Warm air rises from the warm ground, cooler air percolates down, and all this happens chaotically, rather than smoothly. These bubbles of warm and cold air act as lenses magnifying or reducing the image of the Moon or planet, unfortunately, they do it chaotically, and ever changeingly, so the image of the planet (and its focus) jiggles around like a diseased chicken (see the video of the Moon down below to see what I mean). Now, there are ways to get around this, using a video-type camera taking tens of frames in one exposure, you can use a program like registax to sift through the frames, eliminate the real stinkers and average out the rest to give an acceptable image.

But when things are really bad nothing will help. The bubbles twinkle faster than the shutter speed of your video camera (in my case a Phillips ToUCam web cam) and the image is hopelessly blurred beyond all the help of fast Fourier transforms or wavelet analysis.

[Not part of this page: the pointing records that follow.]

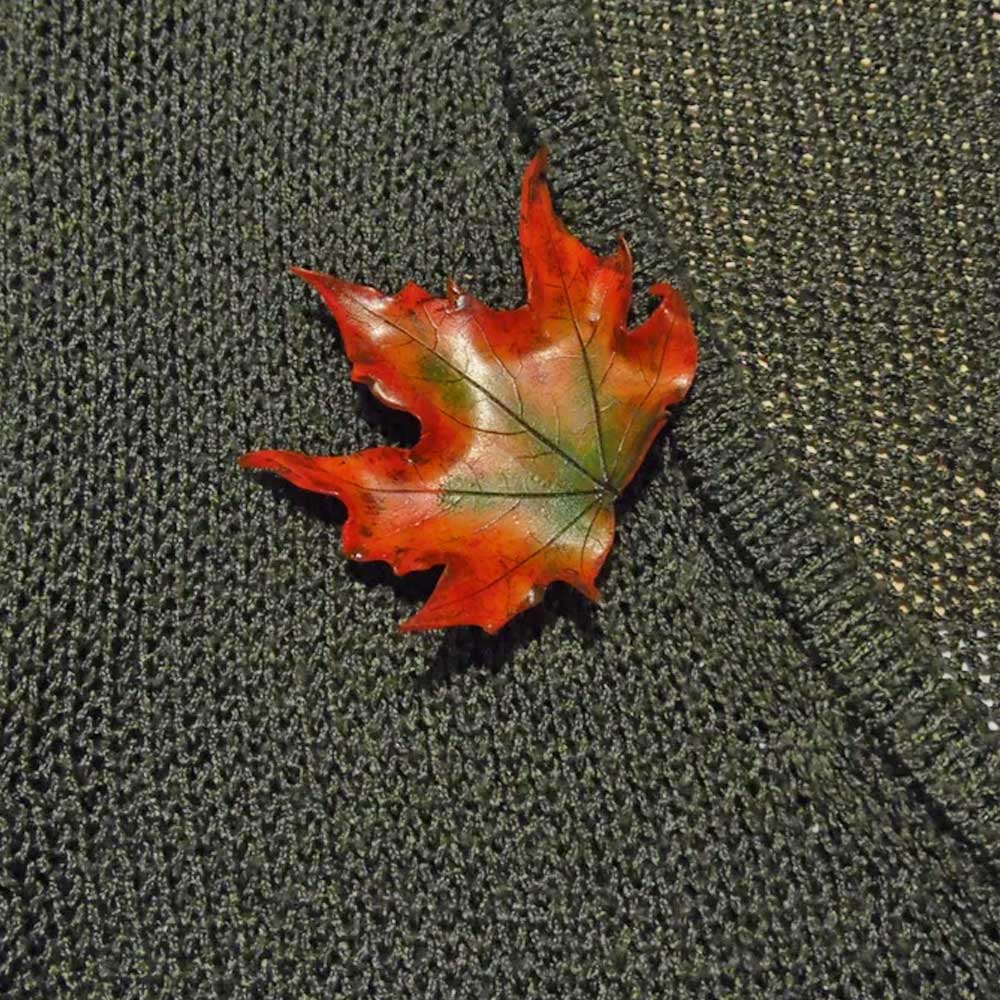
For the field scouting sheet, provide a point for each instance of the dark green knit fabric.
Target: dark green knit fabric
(224, 773)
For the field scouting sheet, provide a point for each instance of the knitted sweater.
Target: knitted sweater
(764, 766)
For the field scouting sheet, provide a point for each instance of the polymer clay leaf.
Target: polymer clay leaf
(533, 420)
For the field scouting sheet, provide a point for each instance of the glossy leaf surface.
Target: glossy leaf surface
(533, 420)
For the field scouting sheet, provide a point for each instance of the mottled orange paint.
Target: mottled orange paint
(532, 422)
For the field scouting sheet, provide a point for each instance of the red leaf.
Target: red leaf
(533, 421)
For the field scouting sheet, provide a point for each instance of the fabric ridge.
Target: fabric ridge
(223, 771)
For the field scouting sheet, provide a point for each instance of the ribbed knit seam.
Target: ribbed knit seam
(885, 679)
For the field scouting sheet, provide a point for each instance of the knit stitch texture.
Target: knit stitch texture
(750, 772)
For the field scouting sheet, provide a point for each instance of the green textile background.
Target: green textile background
(223, 773)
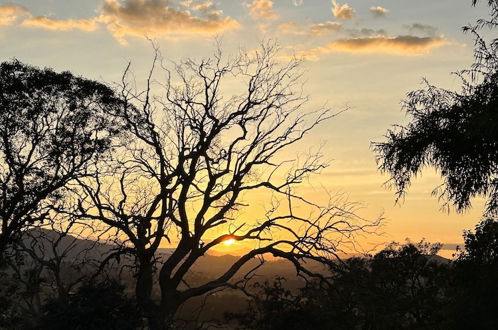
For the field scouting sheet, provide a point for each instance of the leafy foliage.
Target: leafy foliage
(455, 132)
(51, 126)
(95, 306)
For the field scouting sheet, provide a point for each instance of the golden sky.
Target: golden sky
(361, 54)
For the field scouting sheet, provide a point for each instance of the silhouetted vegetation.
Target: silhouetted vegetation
(94, 181)
(52, 128)
(98, 306)
(401, 287)
(454, 132)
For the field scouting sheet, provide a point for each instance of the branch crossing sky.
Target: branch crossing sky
(361, 54)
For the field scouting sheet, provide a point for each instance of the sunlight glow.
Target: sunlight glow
(229, 241)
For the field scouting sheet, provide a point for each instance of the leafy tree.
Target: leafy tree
(401, 287)
(192, 158)
(454, 132)
(52, 125)
(475, 286)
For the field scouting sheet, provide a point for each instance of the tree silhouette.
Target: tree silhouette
(96, 306)
(190, 162)
(474, 297)
(454, 132)
(51, 126)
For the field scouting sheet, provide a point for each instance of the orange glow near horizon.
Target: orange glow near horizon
(229, 242)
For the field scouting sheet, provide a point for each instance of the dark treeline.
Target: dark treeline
(401, 287)
(404, 286)
(96, 179)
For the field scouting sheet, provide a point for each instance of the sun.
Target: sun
(229, 241)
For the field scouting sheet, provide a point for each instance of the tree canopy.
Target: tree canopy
(455, 132)
(52, 125)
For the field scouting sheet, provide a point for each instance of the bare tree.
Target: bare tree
(51, 126)
(190, 162)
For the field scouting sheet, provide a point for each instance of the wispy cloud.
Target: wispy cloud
(342, 11)
(422, 28)
(325, 28)
(155, 18)
(379, 11)
(318, 29)
(11, 13)
(399, 45)
(61, 25)
(261, 9)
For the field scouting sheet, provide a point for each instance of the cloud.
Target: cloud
(261, 9)
(342, 11)
(10, 13)
(421, 28)
(43, 22)
(365, 32)
(155, 18)
(324, 28)
(318, 29)
(379, 11)
(399, 45)
(204, 6)
(292, 28)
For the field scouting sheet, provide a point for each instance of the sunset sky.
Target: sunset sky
(364, 55)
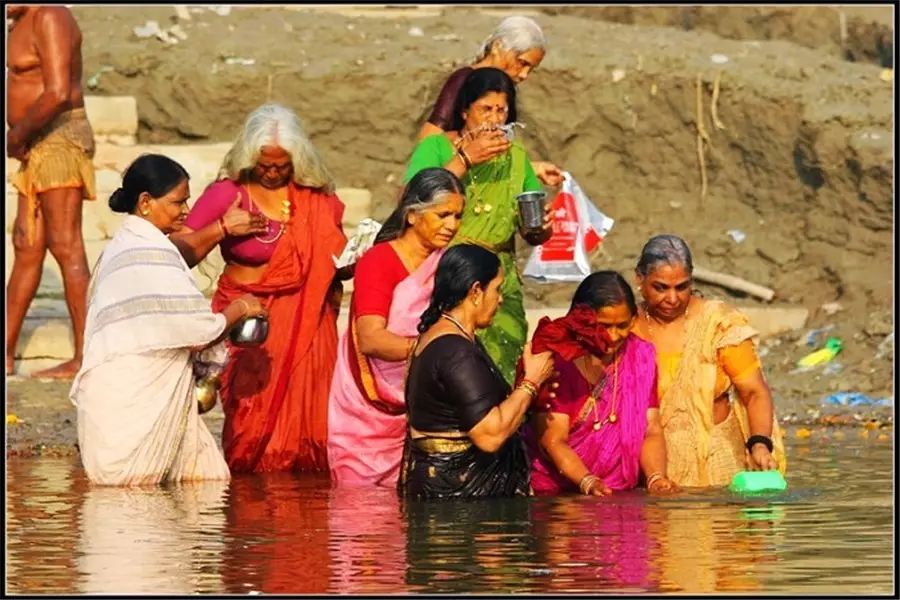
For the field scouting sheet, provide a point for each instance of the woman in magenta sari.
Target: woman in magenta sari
(392, 287)
(599, 429)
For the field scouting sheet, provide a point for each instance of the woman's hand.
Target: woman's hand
(537, 367)
(663, 486)
(251, 306)
(240, 222)
(761, 459)
(485, 145)
(547, 172)
(600, 489)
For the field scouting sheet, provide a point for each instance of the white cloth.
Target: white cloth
(138, 421)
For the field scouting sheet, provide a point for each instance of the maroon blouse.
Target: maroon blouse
(442, 114)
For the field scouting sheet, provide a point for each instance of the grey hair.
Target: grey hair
(275, 125)
(514, 33)
(664, 249)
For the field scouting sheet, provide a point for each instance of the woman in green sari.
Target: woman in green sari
(495, 169)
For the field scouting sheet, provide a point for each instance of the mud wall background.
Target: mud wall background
(803, 166)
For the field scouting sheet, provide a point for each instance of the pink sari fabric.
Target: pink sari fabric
(365, 442)
(612, 453)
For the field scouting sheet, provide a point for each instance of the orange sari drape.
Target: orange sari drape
(275, 396)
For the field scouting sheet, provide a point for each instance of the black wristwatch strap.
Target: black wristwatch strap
(759, 439)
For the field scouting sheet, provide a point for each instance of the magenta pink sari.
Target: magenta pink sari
(612, 453)
(366, 405)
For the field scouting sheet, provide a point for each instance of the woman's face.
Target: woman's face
(490, 110)
(519, 65)
(435, 226)
(167, 212)
(489, 300)
(618, 320)
(666, 290)
(274, 167)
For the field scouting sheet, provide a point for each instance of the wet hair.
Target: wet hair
(664, 249)
(604, 288)
(515, 33)
(477, 84)
(152, 173)
(275, 125)
(427, 188)
(458, 270)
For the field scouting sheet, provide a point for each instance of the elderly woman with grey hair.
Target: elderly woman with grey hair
(392, 287)
(516, 47)
(705, 356)
(275, 396)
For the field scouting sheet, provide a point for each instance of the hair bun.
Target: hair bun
(117, 201)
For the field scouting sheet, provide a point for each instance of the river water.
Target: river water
(830, 533)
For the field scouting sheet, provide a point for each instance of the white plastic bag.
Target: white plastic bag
(578, 228)
(362, 240)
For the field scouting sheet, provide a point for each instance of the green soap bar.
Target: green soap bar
(757, 481)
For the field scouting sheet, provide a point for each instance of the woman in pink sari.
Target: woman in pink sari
(599, 429)
(392, 287)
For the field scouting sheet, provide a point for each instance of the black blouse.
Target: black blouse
(452, 385)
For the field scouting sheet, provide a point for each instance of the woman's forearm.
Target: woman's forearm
(456, 165)
(567, 461)
(195, 245)
(653, 454)
(760, 411)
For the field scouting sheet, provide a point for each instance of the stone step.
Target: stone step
(99, 223)
(201, 161)
(46, 333)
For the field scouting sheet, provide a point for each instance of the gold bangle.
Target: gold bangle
(466, 160)
(532, 391)
(587, 483)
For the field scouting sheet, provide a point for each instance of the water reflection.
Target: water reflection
(144, 541)
(288, 533)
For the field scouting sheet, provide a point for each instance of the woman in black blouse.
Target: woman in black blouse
(463, 437)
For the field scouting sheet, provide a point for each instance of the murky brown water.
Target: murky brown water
(832, 533)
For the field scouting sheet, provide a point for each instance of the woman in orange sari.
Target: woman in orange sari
(705, 356)
(275, 396)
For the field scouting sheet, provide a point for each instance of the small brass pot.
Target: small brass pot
(206, 392)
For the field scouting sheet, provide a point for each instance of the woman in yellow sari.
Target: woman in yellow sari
(704, 351)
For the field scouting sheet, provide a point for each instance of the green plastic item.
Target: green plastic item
(754, 482)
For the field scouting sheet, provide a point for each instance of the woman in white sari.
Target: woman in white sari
(148, 327)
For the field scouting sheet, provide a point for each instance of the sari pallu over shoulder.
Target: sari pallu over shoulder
(367, 405)
(686, 408)
(612, 452)
(275, 395)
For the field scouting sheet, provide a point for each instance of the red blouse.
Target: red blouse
(377, 273)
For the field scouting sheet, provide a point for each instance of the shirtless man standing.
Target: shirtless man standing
(50, 135)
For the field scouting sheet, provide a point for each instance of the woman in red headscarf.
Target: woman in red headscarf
(599, 429)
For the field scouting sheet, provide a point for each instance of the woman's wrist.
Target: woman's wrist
(759, 439)
(654, 477)
(588, 483)
(223, 229)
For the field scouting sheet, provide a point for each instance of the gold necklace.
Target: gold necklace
(647, 318)
(285, 214)
(612, 417)
(459, 326)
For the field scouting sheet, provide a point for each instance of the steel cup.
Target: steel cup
(250, 332)
(531, 210)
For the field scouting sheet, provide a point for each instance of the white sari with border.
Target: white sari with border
(138, 422)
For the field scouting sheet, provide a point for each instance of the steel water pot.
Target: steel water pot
(252, 331)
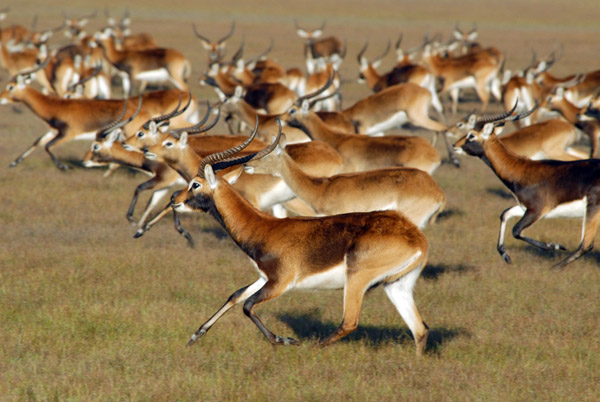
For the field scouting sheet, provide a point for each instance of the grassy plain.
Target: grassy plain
(89, 313)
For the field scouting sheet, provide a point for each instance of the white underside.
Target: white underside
(395, 120)
(159, 75)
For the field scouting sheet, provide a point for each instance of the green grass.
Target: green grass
(89, 313)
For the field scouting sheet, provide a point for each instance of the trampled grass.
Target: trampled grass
(89, 313)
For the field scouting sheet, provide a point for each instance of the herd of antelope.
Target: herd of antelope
(357, 196)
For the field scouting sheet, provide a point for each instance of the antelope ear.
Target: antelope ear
(305, 106)
(239, 92)
(488, 129)
(472, 120)
(235, 174)
(164, 126)
(183, 139)
(209, 175)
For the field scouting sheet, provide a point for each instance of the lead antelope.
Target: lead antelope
(216, 50)
(316, 48)
(156, 65)
(404, 72)
(409, 191)
(474, 70)
(543, 189)
(362, 152)
(352, 251)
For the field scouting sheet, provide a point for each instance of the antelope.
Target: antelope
(543, 189)
(70, 119)
(404, 72)
(351, 251)
(126, 40)
(316, 48)
(409, 191)
(157, 65)
(361, 152)
(216, 50)
(476, 70)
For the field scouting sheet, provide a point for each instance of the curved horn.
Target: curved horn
(498, 117)
(174, 113)
(385, 52)
(399, 41)
(362, 51)
(263, 54)
(204, 38)
(238, 160)
(317, 92)
(82, 81)
(219, 156)
(224, 38)
(114, 123)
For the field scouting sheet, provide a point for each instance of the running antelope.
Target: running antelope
(362, 152)
(474, 70)
(316, 48)
(70, 119)
(409, 191)
(543, 189)
(352, 251)
(157, 65)
(216, 50)
(404, 72)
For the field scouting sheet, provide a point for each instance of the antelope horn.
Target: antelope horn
(263, 54)
(399, 41)
(219, 156)
(317, 92)
(238, 160)
(82, 81)
(114, 123)
(204, 38)
(224, 38)
(362, 51)
(385, 52)
(498, 117)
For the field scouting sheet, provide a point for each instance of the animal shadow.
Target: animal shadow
(307, 326)
(433, 272)
(500, 193)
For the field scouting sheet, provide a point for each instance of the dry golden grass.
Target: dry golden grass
(89, 313)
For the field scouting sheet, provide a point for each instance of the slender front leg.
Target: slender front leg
(270, 291)
(237, 297)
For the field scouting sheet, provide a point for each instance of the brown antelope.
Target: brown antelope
(409, 191)
(362, 152)
(543, 189)
(474, 70)
(351, 251)
(317, 48)
(404, 72)
(216, 50)
(125, 39)
(70, 119)
(157, 65)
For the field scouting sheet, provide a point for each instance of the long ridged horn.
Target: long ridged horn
(224, 38)
(238, 160)
(219, 156)
(317, 92)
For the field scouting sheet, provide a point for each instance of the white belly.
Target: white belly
(394, 121)
(153, 75)
(333, 278)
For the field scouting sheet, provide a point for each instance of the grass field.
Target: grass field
(89, 313)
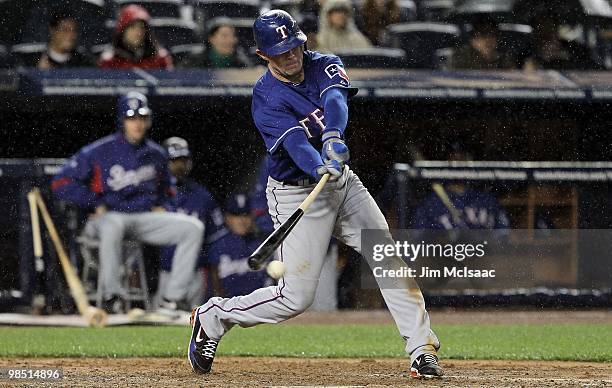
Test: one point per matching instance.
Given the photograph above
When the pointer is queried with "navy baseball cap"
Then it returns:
(238, 205)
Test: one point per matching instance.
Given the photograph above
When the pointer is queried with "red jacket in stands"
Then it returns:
(146, 55)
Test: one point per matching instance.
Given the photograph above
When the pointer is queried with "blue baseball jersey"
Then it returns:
(193, 199)
(280, 108)
(122, 176)
(479, 210)
(230, 256)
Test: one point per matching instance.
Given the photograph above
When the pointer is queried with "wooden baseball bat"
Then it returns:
(35, 221)
(92, 315)
(275, 239)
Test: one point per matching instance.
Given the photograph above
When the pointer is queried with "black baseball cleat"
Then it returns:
(202, 349)
(426, 365)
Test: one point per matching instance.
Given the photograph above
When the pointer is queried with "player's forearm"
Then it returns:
(303, 153)
(336, 112)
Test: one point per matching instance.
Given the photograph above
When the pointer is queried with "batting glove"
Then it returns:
(332, 167)
(334, 148)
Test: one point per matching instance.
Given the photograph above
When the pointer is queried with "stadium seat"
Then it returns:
(183, 51)
(434, 10)
(174, 32)
(421, 40)
(243, 27)
(156, 8)
(290, 6)
(466, 11)
(13, 14)
(209, 9)
(516, 39)
(28, 54)
(375, 57)
(408, 10)
(132, 267)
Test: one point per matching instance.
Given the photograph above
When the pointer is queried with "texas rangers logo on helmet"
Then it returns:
(133, 103)
(336, 70)
(283, 31)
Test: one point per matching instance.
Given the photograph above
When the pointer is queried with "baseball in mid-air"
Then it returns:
(275, 269)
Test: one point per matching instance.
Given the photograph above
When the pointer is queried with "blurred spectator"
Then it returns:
(376, 16)
(62, 50)
(124, 182)
(337, 29)
(222, 49)
(194, 200)
(549, 51)
(233, 250)
(134, 44)
(482, 52)
(473, 209)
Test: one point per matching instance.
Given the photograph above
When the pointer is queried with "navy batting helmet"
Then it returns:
(131, 105)
(177, 147)
(277, 32)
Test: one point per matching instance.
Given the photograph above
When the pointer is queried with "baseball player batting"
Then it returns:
(300, 108)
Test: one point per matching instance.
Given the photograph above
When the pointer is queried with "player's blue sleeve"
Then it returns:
(332, 75)
(336, 111)
(79, 181)
(303, 153)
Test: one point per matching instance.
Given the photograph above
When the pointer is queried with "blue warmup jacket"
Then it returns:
(125, 177)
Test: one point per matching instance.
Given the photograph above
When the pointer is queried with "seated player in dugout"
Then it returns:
(134, 44)
(124, 182)
(194, 200)
(471, 208)
(63, 50)
(230, 255)
(300, 107)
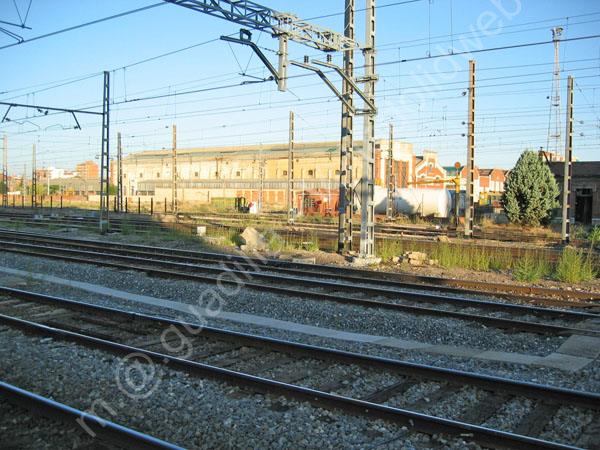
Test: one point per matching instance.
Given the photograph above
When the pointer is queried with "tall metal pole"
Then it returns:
(23, 184)
(261, 179)
(290, 180)
(367, 224)
(567, 170)
(389, 176)
(469, 208)
(5, 173)
(555, 95)
(33, 180)
(283, 62)
(119, 174)
(346, 202)
(105, 158)
(174, 206)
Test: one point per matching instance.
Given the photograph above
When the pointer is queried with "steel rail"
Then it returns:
(107, 430)
(323, 272)
(419, 422)
(140, 264)
(541, 392)
(434, 282)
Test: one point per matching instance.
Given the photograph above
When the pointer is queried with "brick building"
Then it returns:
(584, 206)
(88, 169)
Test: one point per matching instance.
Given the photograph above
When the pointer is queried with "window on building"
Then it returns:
(309, 202)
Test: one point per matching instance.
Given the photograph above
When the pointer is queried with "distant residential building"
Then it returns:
(88, 169)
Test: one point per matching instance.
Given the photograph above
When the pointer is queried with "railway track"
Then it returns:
(107, 431)
(423, 398)
(361, 288)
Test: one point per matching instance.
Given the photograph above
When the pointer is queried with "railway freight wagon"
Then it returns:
(420, 202)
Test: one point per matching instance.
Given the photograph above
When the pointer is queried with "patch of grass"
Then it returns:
(276, 242)
(594, 236)
(530, 269)
(574, 266)
(388, 249)
(126, 228)
(310, 243)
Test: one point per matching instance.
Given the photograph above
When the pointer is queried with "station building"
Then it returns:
(207, 174)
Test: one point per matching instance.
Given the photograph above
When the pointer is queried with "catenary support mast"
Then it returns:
(470, 188)
(567, 168)
(346, 201)
(367, 226)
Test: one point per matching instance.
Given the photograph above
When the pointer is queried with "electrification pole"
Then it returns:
(105, 158)
(346, 202)
(567, 170)
(174, 206)
(469, 208)
(33, 180)
(261, 179)
(290, 199)
(119, 173)
(5, 173)
(389, 176)
(555, 96)
(23, 184)
(367, 225)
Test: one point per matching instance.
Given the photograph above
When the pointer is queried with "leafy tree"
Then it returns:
(530, 191)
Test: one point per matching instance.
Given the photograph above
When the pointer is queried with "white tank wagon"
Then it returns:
(417, 201)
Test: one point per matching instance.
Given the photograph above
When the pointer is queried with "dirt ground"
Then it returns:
(493, 276)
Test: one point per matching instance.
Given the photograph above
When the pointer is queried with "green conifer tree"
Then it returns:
(530, 191)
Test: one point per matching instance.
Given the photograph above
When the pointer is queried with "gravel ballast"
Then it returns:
(414, 327)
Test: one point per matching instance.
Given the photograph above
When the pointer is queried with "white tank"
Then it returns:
(419, 201)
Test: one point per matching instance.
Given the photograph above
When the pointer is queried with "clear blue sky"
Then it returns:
(421, 96)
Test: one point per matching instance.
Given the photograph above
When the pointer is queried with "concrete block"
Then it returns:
(305, 260)
(453, 351)
(577, 345)
(564, 362)
(515, 358)
(363, 262)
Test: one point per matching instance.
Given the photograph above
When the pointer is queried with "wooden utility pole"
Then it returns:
(174, 206)
(389, 176)
(470, 188)
(290, 179)
(566, 222)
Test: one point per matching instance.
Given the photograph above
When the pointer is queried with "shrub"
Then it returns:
(530, 191)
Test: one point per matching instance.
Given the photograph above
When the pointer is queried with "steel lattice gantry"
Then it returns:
(258, 17)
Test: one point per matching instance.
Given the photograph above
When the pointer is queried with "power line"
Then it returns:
(93, 22)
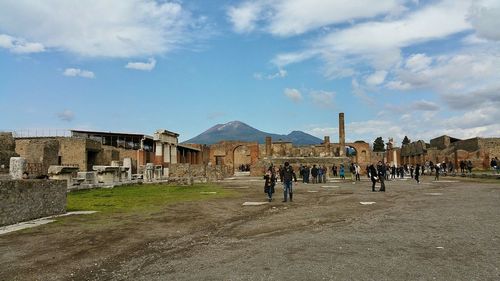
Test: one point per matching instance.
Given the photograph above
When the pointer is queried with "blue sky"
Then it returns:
(395, 67)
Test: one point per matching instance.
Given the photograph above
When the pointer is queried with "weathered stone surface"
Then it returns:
(22, 200)
(17, 167)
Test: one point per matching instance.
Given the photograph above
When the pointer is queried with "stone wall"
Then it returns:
(43, 151)
(22, 200)
(7, 150)
(199, 172)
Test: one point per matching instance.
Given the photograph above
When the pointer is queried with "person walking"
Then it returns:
(381, 175)
(314, 174)
(342, 171)
(357, 170)
(325, 173)
(288, 176)
(320, 174)
(372, 173)
(417, 173)
(269, 184)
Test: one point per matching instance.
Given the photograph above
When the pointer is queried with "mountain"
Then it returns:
(240, 131)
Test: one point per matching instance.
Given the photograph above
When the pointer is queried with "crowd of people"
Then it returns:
(378, 173)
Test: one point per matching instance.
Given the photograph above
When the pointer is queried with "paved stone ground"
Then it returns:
(447, 230)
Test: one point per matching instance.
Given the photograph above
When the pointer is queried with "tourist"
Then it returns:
(314, 174)
(469, 166)
(280, 171)
(498, 165)
(357, 170)
(417, 173)
(325, 172)
(270, 178)
(381, 175)
(320, 174)
(372, 173)
(288, 175)
(307, 172)
(342, 172)
(493, 164)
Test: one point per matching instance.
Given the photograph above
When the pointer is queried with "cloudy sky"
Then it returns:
(395, 67)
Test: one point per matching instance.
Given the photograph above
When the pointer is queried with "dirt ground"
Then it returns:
(447, 230)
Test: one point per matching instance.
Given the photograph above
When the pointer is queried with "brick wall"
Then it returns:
(22, 200)
(7, 150)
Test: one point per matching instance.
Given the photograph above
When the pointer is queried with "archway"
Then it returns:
(242, 158)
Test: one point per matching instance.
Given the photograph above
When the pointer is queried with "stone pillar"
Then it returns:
(17, 167)
(127, 162)
(341, 134)
(269, 146)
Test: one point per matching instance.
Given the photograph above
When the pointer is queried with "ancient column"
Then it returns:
(341, 134)
(269, 147)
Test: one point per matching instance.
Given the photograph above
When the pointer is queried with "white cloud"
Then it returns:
(66, 115)
(485, 17)
(145, 66)
(245, 16)
(76, 72)
(20, 46)
(281, 73)
(463, 71)
(293, 17)
(418, 62)
(95, 28)
(376, 78)
(424, 105)
(322, 98)
(293, 94)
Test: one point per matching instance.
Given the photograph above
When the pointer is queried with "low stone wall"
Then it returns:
(197, 173)
(22, 200)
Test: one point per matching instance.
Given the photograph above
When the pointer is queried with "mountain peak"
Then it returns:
(239, 131)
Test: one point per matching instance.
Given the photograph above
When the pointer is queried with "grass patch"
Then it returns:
(136, 198)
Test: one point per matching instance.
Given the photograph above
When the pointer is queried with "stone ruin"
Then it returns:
(7, 150)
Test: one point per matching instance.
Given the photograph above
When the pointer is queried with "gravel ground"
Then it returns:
(432, 231)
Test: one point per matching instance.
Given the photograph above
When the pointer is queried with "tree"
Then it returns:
(406, 140)
(378, 145)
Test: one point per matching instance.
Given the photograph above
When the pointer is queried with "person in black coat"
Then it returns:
(417, 173)
(372, 172)
(288, 175)
(270, 178)
(381, 176)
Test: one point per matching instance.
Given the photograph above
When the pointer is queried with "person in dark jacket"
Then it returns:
(270, 178)
(314, 174)
(417, 173)
(372, 173)
(288, 176)
(381, 176)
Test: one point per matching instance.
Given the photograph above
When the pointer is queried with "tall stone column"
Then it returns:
(269, 147)
(341, 134)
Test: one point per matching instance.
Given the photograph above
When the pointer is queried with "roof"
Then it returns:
(111, 133)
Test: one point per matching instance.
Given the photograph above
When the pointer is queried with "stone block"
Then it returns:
(17, 167)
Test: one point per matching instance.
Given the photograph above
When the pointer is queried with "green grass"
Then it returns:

It is then that sketching comes in handy, your eye has better time resolution than any web cam, and you can catch the fleeting moments when the planet is in focus and set them down.

Mars changes in size over the month (click to embiggen).

Where in the sky the planet is matters as well. From Adelaide, Mars is barely 30 degrees (5 handspans) above the horizon. Mars is still close to all the murk that hangs around close to the horizon. And because of line of sight effects, the light from Mars has to travel through a whole lot more atmosphere (with a whole lot more chance to get bumped and bubbled around. That's why winter oppositions when the ecliptic is high in the sky and the air is cold and still, is the best for observing planets.



Twinkle, twinkle little star? It looks great in the sky, but if the stars near the planet you want to observe are twinkling furiously, forget getting the telescope out, the planet will be jiggling like demented jelly in your eyepieces.